Sorry for the delay in replying -- I thought I had replied to this
already, but I guess I hadn't. :-(
We've talked about this feature several times, but this specific
functionality hasn't made it into the OMPI code base yet. Sorry! :-(
(patches would be gladly accepted, but note that we'll likely be kinda
picky about this code because it's a little hairy and complex...)
On Sep 19, 2008, at 7:00 PM, Jeroen Kleijer wrote:
> Hi,
>
> I'm trying to get an openmpi application running accross different
> nodes but seem to have hit a snag when the processes are on different
> nodes, especially when the machines are on different TCP subnets.
> The orted daemons start up fine but after that application borks with
> the message
>
> [0,1,2][btl_tcp_endpoint.c:572:mca_btl_tcp_endpoint_complete_connect]

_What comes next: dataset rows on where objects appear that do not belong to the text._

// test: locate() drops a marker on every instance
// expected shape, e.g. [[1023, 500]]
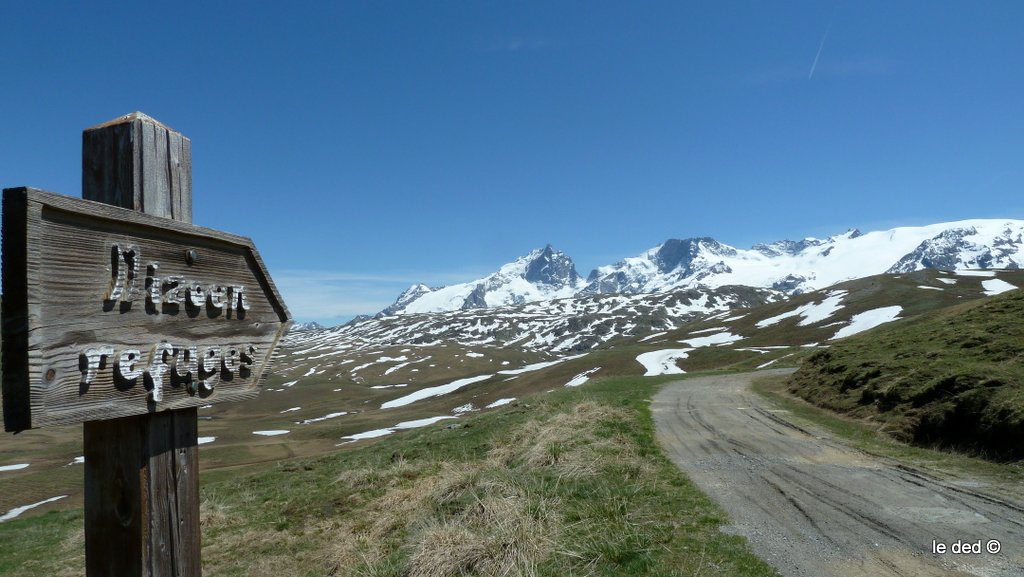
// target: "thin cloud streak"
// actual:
[[814, 65]]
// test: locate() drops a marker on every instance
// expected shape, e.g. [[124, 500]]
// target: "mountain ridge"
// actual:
[[790, 266]]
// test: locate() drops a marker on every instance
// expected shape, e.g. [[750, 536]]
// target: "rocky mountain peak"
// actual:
[[552, 268]]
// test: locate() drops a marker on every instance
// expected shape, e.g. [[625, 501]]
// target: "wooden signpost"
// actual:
[[122, 315]]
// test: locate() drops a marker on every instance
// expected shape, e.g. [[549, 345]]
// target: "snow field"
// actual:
[[663, 362], [868, 320]]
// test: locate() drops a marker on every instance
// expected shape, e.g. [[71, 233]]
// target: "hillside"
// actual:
[[952, 377]]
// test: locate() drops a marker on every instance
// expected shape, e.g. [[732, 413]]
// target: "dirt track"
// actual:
[[814, 507]]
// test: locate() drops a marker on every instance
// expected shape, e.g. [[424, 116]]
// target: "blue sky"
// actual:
[[367, 146]]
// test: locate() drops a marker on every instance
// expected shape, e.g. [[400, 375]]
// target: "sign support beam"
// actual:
[[141, 472]]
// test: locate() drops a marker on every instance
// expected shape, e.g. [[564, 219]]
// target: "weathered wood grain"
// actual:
[[66, 251], [137, 163], [141, 470], [141, 489]]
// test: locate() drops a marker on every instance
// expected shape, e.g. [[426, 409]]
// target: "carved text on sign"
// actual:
[[169, 293], [180, 365]]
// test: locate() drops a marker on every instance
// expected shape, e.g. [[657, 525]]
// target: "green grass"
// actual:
[[868, 437], [570, 483], [950, 378]]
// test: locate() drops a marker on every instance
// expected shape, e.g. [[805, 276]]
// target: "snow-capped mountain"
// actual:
[[543, 275], [550, 326], [814, 263], [791, 266]]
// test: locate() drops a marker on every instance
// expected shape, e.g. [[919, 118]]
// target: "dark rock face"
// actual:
[[788, 283], [553, 269], [679, 254], [476, 299], [616, 282], [942, 252], [410, 294], [779, 248]]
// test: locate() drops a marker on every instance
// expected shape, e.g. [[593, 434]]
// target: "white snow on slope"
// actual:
[[812, 312], [18, 510], [711, 330], [402, 425], [368, 435], [421, 422], [324, 418], [720, 338], [996, 286], [507, 286], [868, 320], [539, 366], [821, 262], [663, 362], [582, 377], [433, 392]]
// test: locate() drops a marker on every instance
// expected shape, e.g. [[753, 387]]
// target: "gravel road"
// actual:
[[814, 507]]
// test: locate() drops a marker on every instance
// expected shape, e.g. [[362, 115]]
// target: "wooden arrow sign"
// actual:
[[111, 313]]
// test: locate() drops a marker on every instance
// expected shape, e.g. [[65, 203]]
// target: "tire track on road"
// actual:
[[814, 507]]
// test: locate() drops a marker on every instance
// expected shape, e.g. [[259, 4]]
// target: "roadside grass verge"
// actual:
[[570, 483], [870, 437]]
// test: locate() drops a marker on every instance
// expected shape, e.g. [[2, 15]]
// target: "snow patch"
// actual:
[[868, 320], [719, 338], [996, 286], [324, 418], [433, 392], [18, 510], [582, 377], [812, 312], [663, 362]]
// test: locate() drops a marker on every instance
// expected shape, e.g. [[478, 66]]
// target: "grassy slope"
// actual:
[[952, 377], [570, 484]]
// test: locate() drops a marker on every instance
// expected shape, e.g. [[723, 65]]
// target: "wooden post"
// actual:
[[141, 472]]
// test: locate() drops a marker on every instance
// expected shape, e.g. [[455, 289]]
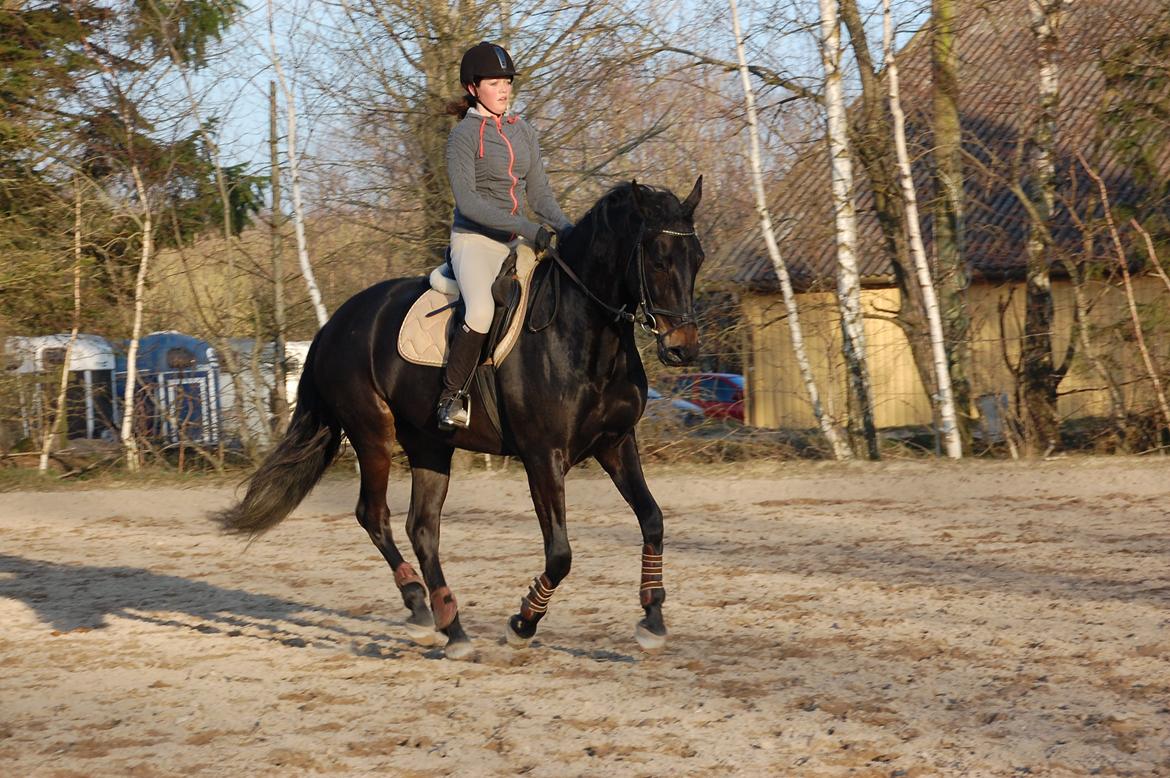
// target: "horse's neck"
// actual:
[[584, 325], [604, 274]]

> connect() failed with errno=111
>
> I've read in this thread
> http://thread.gmane.org/gmane.comp.clustering.open-mpi.user/3427/focus=3437
> that openmpi currently can't do this yet but (pre-release?) versions
> of openmpi 1.3 will work.
> I've tried compiling openmpi 1.3a (nightly build) and running my
> program with that (compiled with the mpicc of openmpi 1.3a) but I got
> the same error message.
>
> Can anybody confirm that:
> 1) openmpi has dificulties using the tcp btl accross different subnets
> 2) there are currently no workarounds for this.
>
> If there are solutions to this I'd really like to know about it as
> I've been trying this for quite a while now.
>
> Regards,
>
> Jeroen Kleijer
> _______________________________________________
> users mailing list
> users_at_[hidden]
> http://www.open-mpi.org/mailman/listinfo.cgi/users
--
Jeff Squyres
Cisco Systems
|